After that, I got back on my bike and got the hell out of the state. I could swear I heard laughing behind me when I crossed into Louisiana.

So, a big fat thanks to Detective Lawrence and Allen TTTG, as well as all the guys at the Madison, MS Suzuki dealership. I really appreciate all of your help.

However, if I ever recommend setting foot in Mississippi again, please kick my ass until I return to my senses. I've spent enough time providing laughs for the Devil, thank you very much.

Graceland


Here's a picture of me and the DL paying our respects at Graceland. She always gets all choked up at moments like this...

It is kind of hard to see, but every square inch on the wall behind her is COVERED with notes to and about Elvis. That wall extends for about 100 yards along the street in front of the mansion and EVERY square inch is just covered!

Elvis was my first real musical infatuation and I believe that no one has even come close to being the performer and the star that he was. He truly was - and is - The King.

Thursday, June 02, 2005

Memphis, TN



I've spent the last two nights in Memphis, TN. If you love blues and BBQ as much as I do, you can't go wrong here.

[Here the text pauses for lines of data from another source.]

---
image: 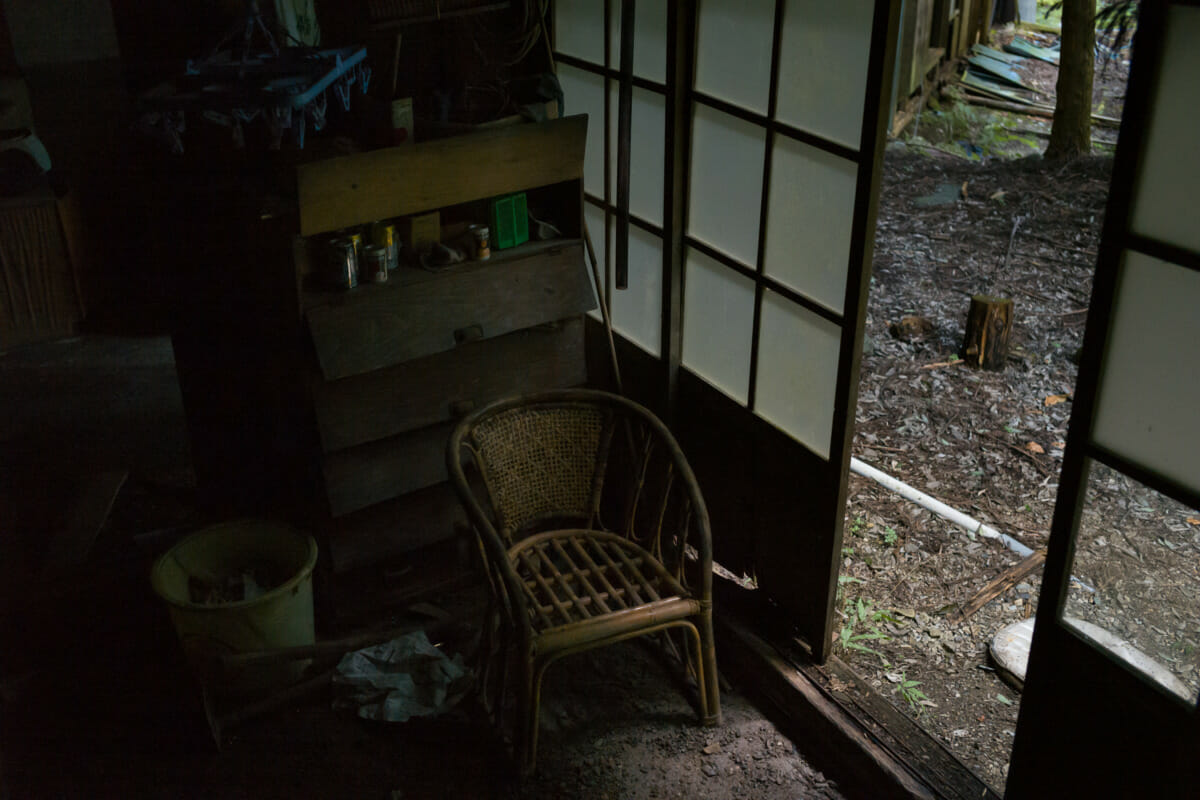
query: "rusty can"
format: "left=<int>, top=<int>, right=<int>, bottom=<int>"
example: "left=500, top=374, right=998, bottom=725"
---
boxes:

The picture above was dinner last night at the famous Rendezvous in downtown Memphis. When I asked someone where the best ribs in Memphis were, he directed me to this place. At first, I was a little suspicious (when someone tells you to go down an alley in a strange city, I'd say that's normal), but the BBQ here was just outstanding. I may be ruined for life - I'm not sure anywhere else will ever measure up to this place. Of course, that doesn't mean I'm going to stop looking!

I also went to Sun Studios, which is famous for launching the careers of many of rock & roll's earliest and greatest stars. I got to hang out in the studio where Elvis, Jerry Lee Lewis, Roy Orbison, B.B. King, and even U2 have recorded (not to mention many, many others). It was pretty cool - for a moment I could almost see The King standing there holding the mic and I got goosebumps. Maybe he dropped by for a visit...?

After Sun, I headed over to the Art of the Motorcycle exhibit at the Pyramid. I saw it a few years ago when it was at the Guggenheim, but it was actually cooler to see it here. The place was almost totally empty, so I got to spend three hours hanging out with the greatest motorcycle collection in the world. If you're in or near Memphis in the next couple of months, you have to go see it. They did a really great job curating it and the volunteers staffing it were very friendly and knowledgeable.

Today I'm stopping at Graceland to pay my respects, and then I'm heading south into Mississippi. I plan on camping out, but if I hear any banjo music, I'm gettin' the hell outta there!